Narayan describes her idyllic childhood and the love she receives from her extended family as well as the chaos and joy of family weddings and holidays. The cast of characters she recalls, from servants and neighbours, to family and friends are full of life, eccentricity and

As a Punjabi (north India and Pakistan), some of what she describes – the role of family and food is very recognisable to me, others aspects were more novel: the tropical nature of South India, the religious practises and the role of women (South Indian women seem to be stronger and to command more respect).

Narayan takes us through college life and onto her scholarship in an American college. This part of the book reminded me of Nahid Rachlin’s Persian Girls (review here), where the protagonist goes to America and finds herself alienated and misunderstood, struggling to create any kind of identity. The author of Monsoon Diaries in contrast, approaches America with a sense of delight and adventure. Keen to try everything, meet everyone and learn all that she can, Narayan also struggles with identity and questions of belonging, but doesn’t dwell on these issues long enough to dampen her enthusiasm for her adopted country.

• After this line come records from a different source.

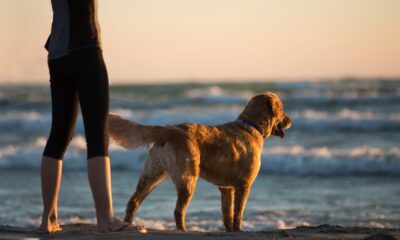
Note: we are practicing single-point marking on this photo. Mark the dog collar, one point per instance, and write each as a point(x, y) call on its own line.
point(250, 123)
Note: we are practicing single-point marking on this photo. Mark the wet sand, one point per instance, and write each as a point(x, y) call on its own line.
point(88, 231)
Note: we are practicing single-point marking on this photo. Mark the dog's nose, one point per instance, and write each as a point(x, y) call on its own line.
point(287, 121)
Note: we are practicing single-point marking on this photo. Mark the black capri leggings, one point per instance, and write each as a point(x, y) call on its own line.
point(79, 77)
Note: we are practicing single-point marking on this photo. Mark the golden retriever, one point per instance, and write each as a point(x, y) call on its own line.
point(226, 155)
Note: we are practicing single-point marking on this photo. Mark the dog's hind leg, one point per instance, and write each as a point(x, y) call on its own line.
point(185, 186)
point(227, 197)
point(241, 194)
point(152, 175)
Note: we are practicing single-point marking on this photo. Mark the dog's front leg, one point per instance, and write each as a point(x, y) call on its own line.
point(227, 196)
point(241, 194)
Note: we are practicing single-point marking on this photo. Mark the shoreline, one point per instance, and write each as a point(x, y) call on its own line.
point(88, 231)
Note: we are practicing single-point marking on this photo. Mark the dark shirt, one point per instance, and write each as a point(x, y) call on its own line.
point(75, 27)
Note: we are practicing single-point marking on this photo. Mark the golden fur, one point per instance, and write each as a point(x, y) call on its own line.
point(226, 155)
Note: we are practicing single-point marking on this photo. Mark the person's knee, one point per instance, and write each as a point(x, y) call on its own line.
point(57, 144)
point(97, 145)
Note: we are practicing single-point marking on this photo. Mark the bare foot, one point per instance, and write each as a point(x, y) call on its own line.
point(120, 226)
point(49, 227)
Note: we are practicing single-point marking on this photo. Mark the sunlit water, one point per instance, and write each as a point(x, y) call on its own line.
point(274, 202)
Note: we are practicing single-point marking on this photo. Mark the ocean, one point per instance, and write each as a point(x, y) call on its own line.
point(339, 163)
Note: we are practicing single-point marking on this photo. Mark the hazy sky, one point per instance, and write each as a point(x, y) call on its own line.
point(164, 40)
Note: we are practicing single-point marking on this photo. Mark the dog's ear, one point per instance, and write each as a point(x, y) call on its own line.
point(274, 105)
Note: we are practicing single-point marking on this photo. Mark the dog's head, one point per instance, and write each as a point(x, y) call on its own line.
point(266, 112)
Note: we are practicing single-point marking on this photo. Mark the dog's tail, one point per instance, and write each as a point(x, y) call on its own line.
point(133, 135)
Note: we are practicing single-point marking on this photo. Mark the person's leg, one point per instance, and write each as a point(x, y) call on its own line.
point(91, 78)
point(64, 113)
point(51, 169)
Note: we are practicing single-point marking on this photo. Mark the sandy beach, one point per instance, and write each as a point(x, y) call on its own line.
point(88, 231)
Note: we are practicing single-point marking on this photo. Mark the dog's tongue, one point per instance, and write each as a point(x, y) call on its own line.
point(282, 134)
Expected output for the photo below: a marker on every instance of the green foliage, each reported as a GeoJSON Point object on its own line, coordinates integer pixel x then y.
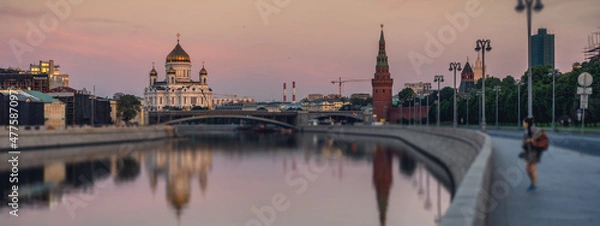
{"type": "Point", "coordinates": [567, 101]}
{"type": "Point", "coordinates": [128, 106]}
{"type": "Point", "coordinates": [404, 95]}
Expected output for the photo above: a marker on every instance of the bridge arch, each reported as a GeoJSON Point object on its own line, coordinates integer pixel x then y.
{"type": "Point", "coordinates": [337, 118]}
{"type": "Point", "coordinates": [228, 120]}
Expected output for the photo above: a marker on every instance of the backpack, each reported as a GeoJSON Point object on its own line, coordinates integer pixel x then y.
{"type": "Point", "coordinates": [542, 142]}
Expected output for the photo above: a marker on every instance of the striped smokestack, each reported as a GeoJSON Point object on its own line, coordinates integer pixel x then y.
{"type": "Point", "coordinates": [284, 93]}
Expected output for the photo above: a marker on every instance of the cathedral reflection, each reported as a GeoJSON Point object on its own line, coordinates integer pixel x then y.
{"type": "Point", "coordinates": [182, 166]}
{"type": "Point", "coordinates": [179, 163]}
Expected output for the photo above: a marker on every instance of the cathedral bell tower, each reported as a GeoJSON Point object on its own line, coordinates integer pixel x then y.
{"type": "Point", "coordinates": [203, 75]}
{"type": "Point", "coordinates": [382, 83]}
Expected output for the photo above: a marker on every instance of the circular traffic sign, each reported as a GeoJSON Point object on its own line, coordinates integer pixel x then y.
{"type": "Point", "coordinates": [585, 79]}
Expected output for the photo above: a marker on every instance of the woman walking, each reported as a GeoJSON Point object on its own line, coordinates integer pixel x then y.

The first half of the book was an enjoyable read. I found pleasure in reading about the colour, culture, costumes, traditions and people of India, but most of all the culinary heritage of this diverse and amazing country. Narayan really does make her country and childhood come alive.

In contrast the latter half of the book was less absorbing and I was less interested in her various financial and academic problems. The book does end on a note reminiscent of its beginning though – we find that the author and her family have imported much of their culture, family values, eccentricity and chaos into America proving the point that you can take the Indian out of India, but not the India out of the Indian I suppose.